Tek-Tips is the largest IT community on the Internet today!

Members share and learn making Tek-Tips Forums the best source of peer-reviewed technical information on the Internet!

  • Congratulations TouchToneTommy on being selected by the Tek-Tips community for having the most helpful posts in the forums last week. Way to Go!

runstats slows down query

Status
Not open for further replies.

nukular

Technical User
Sep 26, 2004
7
CH
hi everyone

i'm doing a work on optimizing db-queries.

my test-db has the following tables:
create table r (a int, b int);
create table s (a int, d int, e int),
create table t (d int, f int);

these are filled with 1 million pseudorandom numbers.

my query is as follows:
select *
from r,s,t
where r.a=s.a and s.d=t.d;

with no optimization the query has about 30s.
after i inserted an index on r(a) and executed runstats on r, the explain plan gives me a result which uses factor 200'000 less timerons. the query whatsoever has around 8 min to deliver a result.

does anybody know what i do wrong, or what the promlem is?
thanks
 
Just running statistics one one of the participating tables may be a cause. I'd suggest creating statistics for all tables and then re-test.

(I once ran statistics on a database that was supposed to support an application WITHOUT keeping statistics up-to date. Lots of processes came almost to a halt and I got a big reprimand on that occasion)

Ties Blom
Information analyst
tbl@shimano-eu.com
 
Hi All,
Ties is partially correct. You do need to do a RUNSTATS for each table. But with DB2 you also need to do a RUNSTATS for each index. Try that and run your test again and please report back to us the results.

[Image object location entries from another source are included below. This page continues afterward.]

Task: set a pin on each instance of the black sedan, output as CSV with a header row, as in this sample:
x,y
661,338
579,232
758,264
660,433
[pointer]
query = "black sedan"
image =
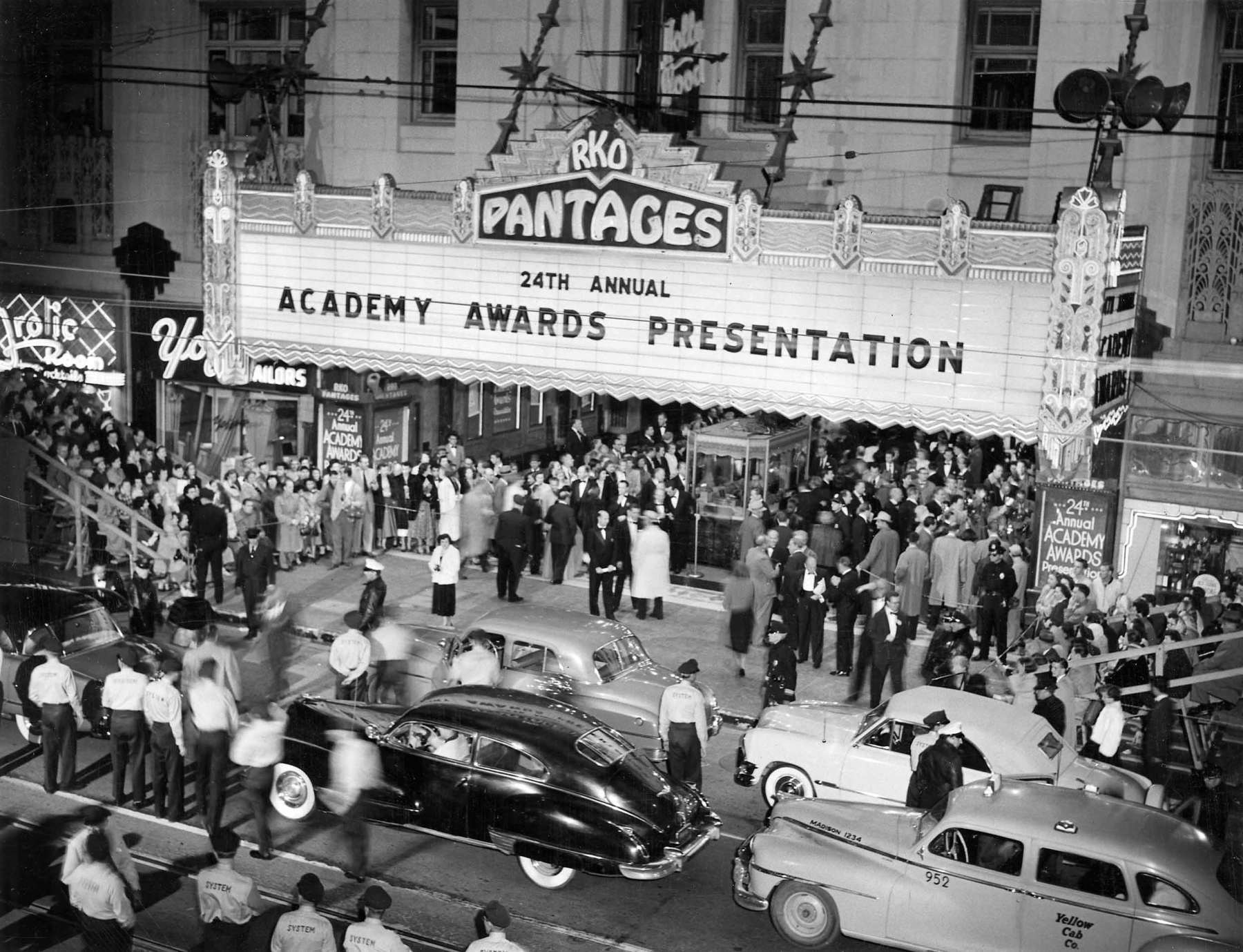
x,y
523,775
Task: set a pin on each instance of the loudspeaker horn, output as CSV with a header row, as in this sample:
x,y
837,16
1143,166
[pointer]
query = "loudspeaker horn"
x,y
1175,105
1081,96
1141,104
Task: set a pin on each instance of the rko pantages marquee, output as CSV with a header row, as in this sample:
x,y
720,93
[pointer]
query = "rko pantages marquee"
x,y
602,260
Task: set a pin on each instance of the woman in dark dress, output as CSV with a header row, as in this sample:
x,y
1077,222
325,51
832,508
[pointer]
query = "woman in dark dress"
x,y
739,602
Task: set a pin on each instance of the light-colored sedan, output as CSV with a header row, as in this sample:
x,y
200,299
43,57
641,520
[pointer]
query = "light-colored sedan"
x,y
833,751
996,865
597,666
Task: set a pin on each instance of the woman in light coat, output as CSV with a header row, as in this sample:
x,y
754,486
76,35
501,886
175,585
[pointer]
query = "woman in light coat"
x,y
289,537
445,563
447,498
651,561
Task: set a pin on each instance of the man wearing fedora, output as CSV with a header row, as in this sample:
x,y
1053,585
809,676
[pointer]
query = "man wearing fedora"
x,y
684,726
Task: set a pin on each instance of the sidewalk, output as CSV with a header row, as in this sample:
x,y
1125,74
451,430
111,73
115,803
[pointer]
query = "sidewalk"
x,y
694,624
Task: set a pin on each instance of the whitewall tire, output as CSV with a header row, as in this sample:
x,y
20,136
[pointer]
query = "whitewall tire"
x,y
292,792
791,781
546,875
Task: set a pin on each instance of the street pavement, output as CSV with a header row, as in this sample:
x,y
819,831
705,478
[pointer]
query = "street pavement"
x,y
438,885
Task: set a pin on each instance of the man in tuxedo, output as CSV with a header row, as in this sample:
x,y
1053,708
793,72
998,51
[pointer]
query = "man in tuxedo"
x,y
682,526
512,545
888,648
577,441
254,571
626,535
562,529
602,554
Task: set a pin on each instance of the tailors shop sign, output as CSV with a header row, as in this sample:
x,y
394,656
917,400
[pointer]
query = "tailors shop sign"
x,y
599,202
183,357
64,338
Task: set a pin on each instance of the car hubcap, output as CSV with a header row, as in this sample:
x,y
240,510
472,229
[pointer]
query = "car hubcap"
x,y
808,916
291,790
792,786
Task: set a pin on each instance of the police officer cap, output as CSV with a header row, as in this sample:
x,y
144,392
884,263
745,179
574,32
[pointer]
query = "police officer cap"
x,y
497,914
311,888
225,843
376,897
936,719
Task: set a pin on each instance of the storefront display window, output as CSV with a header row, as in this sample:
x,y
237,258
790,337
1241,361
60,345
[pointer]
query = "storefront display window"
x,y
1190,550
1180,463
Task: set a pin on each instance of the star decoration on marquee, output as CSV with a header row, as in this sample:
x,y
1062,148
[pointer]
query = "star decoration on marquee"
x,y
801,80
526,74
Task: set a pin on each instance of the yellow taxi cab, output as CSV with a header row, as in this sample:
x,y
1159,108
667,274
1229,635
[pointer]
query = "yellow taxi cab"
x,y
996,865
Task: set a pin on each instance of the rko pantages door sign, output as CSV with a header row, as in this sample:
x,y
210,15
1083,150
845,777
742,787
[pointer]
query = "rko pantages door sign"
x,y
597,259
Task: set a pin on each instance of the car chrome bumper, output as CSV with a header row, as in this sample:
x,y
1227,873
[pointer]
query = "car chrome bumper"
x,y
742,894
744,771
675,857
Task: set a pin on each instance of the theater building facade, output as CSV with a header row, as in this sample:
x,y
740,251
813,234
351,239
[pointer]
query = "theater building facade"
x,y
596,266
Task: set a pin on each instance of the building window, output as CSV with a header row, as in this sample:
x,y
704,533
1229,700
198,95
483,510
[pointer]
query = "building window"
x,y
251,39
761,57
1002,66
435,59
1228,144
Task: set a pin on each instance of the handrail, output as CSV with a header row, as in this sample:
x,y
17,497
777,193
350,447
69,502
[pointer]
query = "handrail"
x,y
90,487
81,511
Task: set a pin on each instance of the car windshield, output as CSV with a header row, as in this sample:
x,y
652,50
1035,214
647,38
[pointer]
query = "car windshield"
x,y
1230,874
603,747
618,657
869,719
88,629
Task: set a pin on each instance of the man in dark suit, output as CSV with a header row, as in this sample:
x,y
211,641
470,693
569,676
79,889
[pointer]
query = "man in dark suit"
x,y
601,547
626,532
888,648
842,593
209,535
254,571
577,443
512,545
682,526
562,529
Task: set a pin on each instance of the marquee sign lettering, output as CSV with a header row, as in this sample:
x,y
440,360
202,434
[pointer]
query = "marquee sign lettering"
x,y
599,200
64,338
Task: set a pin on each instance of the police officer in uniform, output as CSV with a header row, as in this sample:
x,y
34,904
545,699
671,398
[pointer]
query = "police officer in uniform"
x,y
144,610
996,587
684,726
99,896
372,935
302,929
124,692
227,899
55,690
162,709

Then I'd like you to try another test or two.

Drop the index on table R [and any other indexes].

Add these three indexes:

Create index rx1 on r(a,b);
Create index sx1 on s(a,d,e);
Create index tx1 on t(d,f);

Runt the test and please report back.

Then do RUNSTATS on all three indexes, run the test and again report back.

Finally, create the following index:
Create index sx2 on s(d,a,e);

Run RUNSTATS on this index and run the test again [this may or may not run faster].

The DB2 Optimizer is very powerful and complex. It is best if you read the ADMINISTRATION GUIDE for the platform and version you are using. Look in the Performance section.

If your firm is working with million row [plus] tables and does thousands of transactions, queries and reports per hour, then you may want to attend a class that I teach "Cost-Saving Database Index Design" [ in the USA see DBIndexDesign.com; in Europe see Tapio1 do com ]. At my last class a DBA was trying to design indexes for a Star-schema of a 3 BILLION row fact table.

Also, "nukular", could you post the code that you used to generate the rows with pseudo-random numbers? It would be helpful to others.

Larry Kintisch 9/27/04

IBM Contractor Instructor for DB2, SQl, QMF, Data modeling; [DB2 for z/OS]
 
Yes Larry, you are right.

There is an excellent introduction to generating random numbers in Graeme Birchall' s cookbooks for DB2 involving the rand() and generate_unique() functions.

Be aware however that TRULY random output is one of the biggest mindcrackers that mathematics has faced....



Ties Blom
Information analyst
tbl@shimano-eu.com
 
thanks for your answers.

Larry: I tried what you suggested. I'm affraid the results weren't very promising. on the contrary, the queries sometimes took even longer to produce the results.
But thank you anyway.

I then looked at the sizes of the tables and indexes, and realized that the indexes need more space then the actual table. Is it possible, that the optimizer doesn't realize that, uses the index and as result has longer to deliver the answer? I can't think of any other explanation for this phenomenon.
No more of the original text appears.